A : Yes, the first such missions were the Apollo missions, the very ones which brought men to the Moon and during which a total of 382 kg of lunar rocks were collected. The automated Soviet Luna probes also brought back 326 g of lunar regolith (the powdery covering of the lunar surface) around that time. This long remained the only sample-return missions of the Space Age. In 2006, dust particles from comet Wild 2 collected by the Stardust probe on a flyby were returned in a capsule on Earth. Shortly before that time, a Japanese probe called Hayabusa had scratched the surface of asteroid Itokawa, sampling grains that were returned to Earth in 2010. More sample-return missions are planned or have already started ; this is only the beginning!

Q : Are sample-return missions the only way to obtain extraterrestrial samples?
A : No. Each year, stones from interplanetary space of all size, from microscopic to many meters in diameter, rain down on Earth. Their rapid entries in our atmosphere are marked by fiery phenomena known as meteors or shooting stars, and surviving fragments impacting the ground are called meteorites. Meteorites have been studied for more than two centuries, most of them originating from asteroids, some likely from comets, with rare samples from Mars and the Moon having also been recognized.

Q : If space comes to us that way, why would we need sample-return missions?

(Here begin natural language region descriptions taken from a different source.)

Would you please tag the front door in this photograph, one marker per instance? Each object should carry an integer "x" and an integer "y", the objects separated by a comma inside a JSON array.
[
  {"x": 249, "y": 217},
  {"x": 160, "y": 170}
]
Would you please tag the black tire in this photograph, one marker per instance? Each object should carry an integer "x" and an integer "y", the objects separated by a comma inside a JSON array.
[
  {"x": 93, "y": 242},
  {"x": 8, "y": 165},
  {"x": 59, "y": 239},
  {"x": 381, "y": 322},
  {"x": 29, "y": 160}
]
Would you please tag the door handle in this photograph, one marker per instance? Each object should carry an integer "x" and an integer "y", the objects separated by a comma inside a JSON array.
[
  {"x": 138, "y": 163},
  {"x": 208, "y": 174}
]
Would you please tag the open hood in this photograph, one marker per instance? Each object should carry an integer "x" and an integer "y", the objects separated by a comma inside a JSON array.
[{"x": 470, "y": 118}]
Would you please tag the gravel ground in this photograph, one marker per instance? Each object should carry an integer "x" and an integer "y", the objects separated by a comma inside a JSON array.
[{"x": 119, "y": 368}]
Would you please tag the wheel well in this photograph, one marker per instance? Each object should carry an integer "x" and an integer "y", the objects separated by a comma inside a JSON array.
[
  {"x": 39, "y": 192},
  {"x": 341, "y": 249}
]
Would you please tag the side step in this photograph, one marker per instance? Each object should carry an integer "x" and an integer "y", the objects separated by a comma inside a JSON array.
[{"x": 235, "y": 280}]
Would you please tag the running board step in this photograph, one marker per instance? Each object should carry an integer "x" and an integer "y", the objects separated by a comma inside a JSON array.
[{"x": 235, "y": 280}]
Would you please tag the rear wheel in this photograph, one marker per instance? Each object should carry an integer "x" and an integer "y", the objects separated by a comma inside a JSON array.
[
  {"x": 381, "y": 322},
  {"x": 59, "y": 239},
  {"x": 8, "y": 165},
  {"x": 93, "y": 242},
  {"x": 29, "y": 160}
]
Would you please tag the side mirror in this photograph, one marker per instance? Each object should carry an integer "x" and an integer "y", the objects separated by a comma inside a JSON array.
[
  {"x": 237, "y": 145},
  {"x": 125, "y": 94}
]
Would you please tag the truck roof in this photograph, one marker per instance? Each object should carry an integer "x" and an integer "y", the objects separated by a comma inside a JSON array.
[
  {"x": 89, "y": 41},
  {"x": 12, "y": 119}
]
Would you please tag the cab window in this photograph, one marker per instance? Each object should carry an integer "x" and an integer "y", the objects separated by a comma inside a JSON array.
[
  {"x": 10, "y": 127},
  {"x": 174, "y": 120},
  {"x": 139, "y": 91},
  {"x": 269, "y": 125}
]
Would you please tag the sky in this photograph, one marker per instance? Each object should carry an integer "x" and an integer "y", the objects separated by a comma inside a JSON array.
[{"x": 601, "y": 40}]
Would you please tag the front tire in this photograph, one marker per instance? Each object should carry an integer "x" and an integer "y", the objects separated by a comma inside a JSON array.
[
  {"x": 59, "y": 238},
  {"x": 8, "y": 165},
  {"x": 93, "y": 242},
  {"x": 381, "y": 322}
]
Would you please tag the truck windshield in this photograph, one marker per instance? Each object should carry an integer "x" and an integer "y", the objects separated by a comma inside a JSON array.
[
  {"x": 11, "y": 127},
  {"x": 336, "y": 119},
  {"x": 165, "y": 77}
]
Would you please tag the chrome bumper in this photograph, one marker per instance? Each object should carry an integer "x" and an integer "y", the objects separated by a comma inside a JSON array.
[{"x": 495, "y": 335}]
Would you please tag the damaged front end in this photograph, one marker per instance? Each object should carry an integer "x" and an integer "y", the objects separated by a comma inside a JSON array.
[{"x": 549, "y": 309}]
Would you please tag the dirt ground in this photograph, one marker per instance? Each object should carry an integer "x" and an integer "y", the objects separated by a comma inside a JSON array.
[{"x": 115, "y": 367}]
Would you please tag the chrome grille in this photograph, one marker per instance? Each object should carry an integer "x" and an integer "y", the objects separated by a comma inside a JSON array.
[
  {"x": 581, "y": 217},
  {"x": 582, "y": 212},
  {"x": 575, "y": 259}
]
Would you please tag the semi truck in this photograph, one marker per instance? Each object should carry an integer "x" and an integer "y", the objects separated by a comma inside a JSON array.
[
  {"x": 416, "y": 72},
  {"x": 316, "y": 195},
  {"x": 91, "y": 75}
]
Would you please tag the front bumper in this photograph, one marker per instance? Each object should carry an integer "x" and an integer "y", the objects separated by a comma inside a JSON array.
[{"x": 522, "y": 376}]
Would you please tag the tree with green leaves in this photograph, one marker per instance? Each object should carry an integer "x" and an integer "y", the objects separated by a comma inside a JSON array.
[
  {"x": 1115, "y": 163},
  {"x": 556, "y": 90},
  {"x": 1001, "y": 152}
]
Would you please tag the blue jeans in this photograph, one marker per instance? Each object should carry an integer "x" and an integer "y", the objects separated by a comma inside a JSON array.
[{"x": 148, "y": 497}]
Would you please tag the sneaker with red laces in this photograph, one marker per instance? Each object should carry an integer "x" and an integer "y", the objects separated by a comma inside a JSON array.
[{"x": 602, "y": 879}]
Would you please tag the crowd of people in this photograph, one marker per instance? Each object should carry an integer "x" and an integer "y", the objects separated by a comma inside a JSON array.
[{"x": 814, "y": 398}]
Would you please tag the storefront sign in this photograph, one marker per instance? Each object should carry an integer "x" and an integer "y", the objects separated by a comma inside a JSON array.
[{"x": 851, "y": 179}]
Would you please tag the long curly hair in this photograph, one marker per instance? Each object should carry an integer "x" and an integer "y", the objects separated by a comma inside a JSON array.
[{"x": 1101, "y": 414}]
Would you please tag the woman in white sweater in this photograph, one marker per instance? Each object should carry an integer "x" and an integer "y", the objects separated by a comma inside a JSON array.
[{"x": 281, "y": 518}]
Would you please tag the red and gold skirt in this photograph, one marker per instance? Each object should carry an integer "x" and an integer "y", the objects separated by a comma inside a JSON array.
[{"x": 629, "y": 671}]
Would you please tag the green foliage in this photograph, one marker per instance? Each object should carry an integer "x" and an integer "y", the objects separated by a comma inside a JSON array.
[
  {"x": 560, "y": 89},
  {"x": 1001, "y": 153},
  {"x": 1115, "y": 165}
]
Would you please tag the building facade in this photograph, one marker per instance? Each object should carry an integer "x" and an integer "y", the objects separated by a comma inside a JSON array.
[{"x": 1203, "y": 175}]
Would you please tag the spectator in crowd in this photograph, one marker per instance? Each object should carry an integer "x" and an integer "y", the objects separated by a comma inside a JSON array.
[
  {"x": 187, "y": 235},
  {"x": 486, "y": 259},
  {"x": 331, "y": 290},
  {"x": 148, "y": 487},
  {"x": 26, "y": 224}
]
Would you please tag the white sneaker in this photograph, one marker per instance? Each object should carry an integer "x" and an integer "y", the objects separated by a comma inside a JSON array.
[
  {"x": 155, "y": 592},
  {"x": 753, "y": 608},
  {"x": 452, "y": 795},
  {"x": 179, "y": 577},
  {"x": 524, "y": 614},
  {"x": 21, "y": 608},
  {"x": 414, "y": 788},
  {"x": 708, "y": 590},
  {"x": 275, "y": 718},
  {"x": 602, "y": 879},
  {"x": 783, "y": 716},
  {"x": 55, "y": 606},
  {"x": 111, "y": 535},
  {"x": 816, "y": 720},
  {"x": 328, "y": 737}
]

A : Sample-return missions indeed have a substantial cost, and their combined crops will never compete with the mass of meteorites in Museum collections, however rare these are in an absolute sense. Yet meteorites as they are found on Earth have no context and one cannot tell their parent body (whether an asteroid, a comet or a planet). Even in cases where their falls have been recorded by cameras, the extrapolated pre-impact orbit has usually been modified by interactions with planets to such an extent that their original provenance is irreversibly blurred. This is a serious obstacle to decipher the clues that meteorites contain about the history of the solar system. Imagine trying to reconstitute the history of Rome on the sole basis of mislabelled ruin debris! But this will change with sample-return missions. They will provide us with samples from duly identified celestial bodies, with no alteration from interplanetary transit or terrestrial sojourn. Not only will we gain a precious and unparalleled knowledge of the specific bodies sampled, also we will be able to understand how laboratory analyses of samples correspond to remote observations of their parent bodies. That way, we will be able to make the link between meteorites and other celestial bodies that are only remotely observed. A few sample-return missions will thus enable us to exploit the full potential of our meteorite collections. It may also well be that some returned samples will turn out to be completely unlike any known meteorite, that is, that the mission was actually the only mean to sample the celestial body in question, and glean qualitatively new insights on the solar system!